Keep that music streaming

For a boost of productivity at work. Just don't be distracted by the lyrics. From Inc.

Music makes repetitive tasks more enjoyable.
Music's effectiveness is dependent on how "immersive" a task is, referring to the creative demand of the work.
When a task is clearly defined and repetitive in nature, research from Applied Ergonomics suggests music is consistently helpful.
A series of experiments has investigated the relationship between the playing of background music during the performance of repetitive work and efficiency in performing such a task. The results give strong support to the contention that economic benefits can accrue from the use of music in industry. 
Assembly line workers showed signs of increased happiness and efficiency while listening to music, for example. 
More modern studies from Dr. Teresa Lesiuk would argue that it isn't the music itself, but rather the improved mood your favorite music brings that is the source of this bump in productivity. 
Music with a dissonant tone was found to have no impact to productivity, while music in the major mode, or key, had better results: "Subjects hearing BGM (background music) achieved greater productivity when BGM was in the major mode." 

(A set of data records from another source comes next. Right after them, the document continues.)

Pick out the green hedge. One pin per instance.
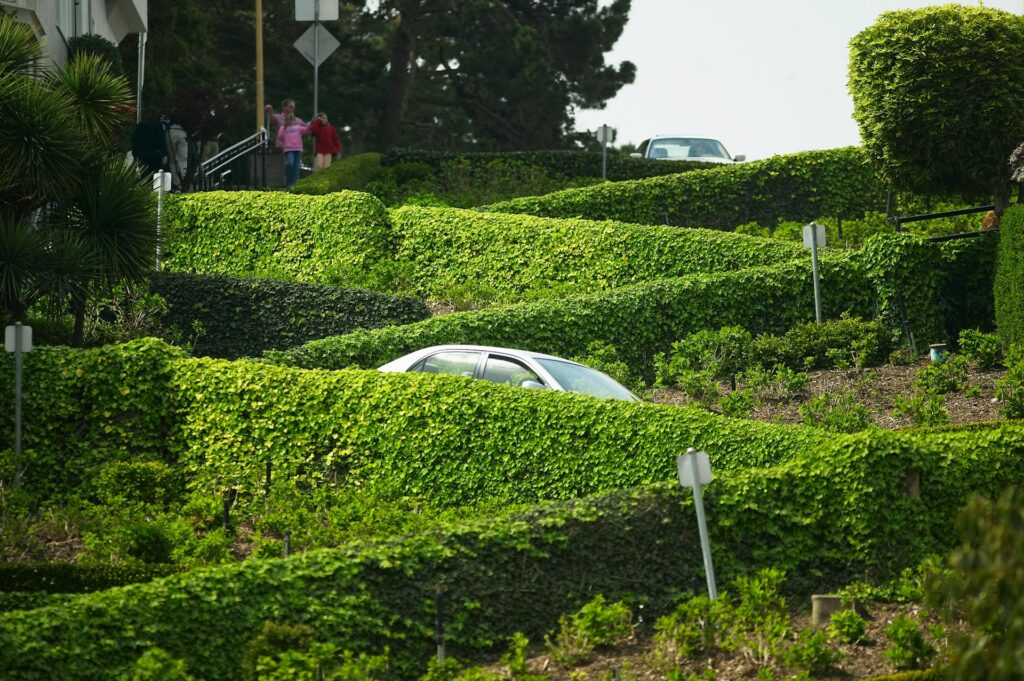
(510, 255)
(321, 240)
(1010, 277)
(246, 316)
(797, 186)
(817, 517)
(350, 172)
(57, 578)
(969, 266)
(559, 163)
(640, 321)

In a noisy workplace, music is an escape.
While the open-office debate rages on, one point has become clear: a noisy workplace can halt personal productivity in its tracks. 
Perhaps a pair of headphones may not be as distracting as some companies think, says Dr. Lesiuk, whose research focuses on how music affects workplace performance. In one study involving information technology specialists, she found those who listened to music completed their tasks more quickly and came up with better ideas than those who didn't, because the music improved their mood. 
Again, we see improved mood as the main argument made. 
While the open space encourages more collaboration, the noise can be too much for some people to handle when engaging in deep work. If there is no physical escape--such as a private room--then a pair of headphones may be the best alternative. 
Ambient noise is the creative sweet spot.
For those who do enjoy listening to music during creative sessions, an atmospheric presence seems to work best.
A study in the Journal of Consumer Research has shown that a moderate noise level can get creative juices flowing, but the line is easily crossed; loud noises made it incredibly difficult to concentrate. Bellowing basses and screeching synths will do you more harm than good when engaging in deep work. 
A 2015 study from the Acoustical Society of America found that when it came to sound-masking with ambient noise, "natural" sounds, such as waves at a beach, also improved subjects' ability to concentrate. Whether deliberately created or naturally occurring, a soft background noise is what you should aim for. 
Lyrics are often too distracting.
For low-immersion or physical tasks, music with lyrics can offer huge benefits. But for intensive work, lyrics are especially destructive for focus.
Research from Applied Acoustics shows "intelligible" chatter--talking that can be clearly heard and understood--is what makes for a distracting environment. Shifting focus to figure out what someone else is saying is the reason speech is often considered the most troublesome element of a noisy office; in one study, 48 percent of participants listed intelligible talking as the sound that distracted them the most.
Trying to engage in language-related tasks--such as writing--while listening to lyrics would be akin to holding a conversation while another person talks over you... while also strumming a guitar. Lyrics are often a no-go.
Lyrics might not have the same effect on creative tasks that don't directly deal with "verbal architecture." A 2005 study lead by Dr. Lesiuk that looked at software developers suggested music with lyrics helped their output while working.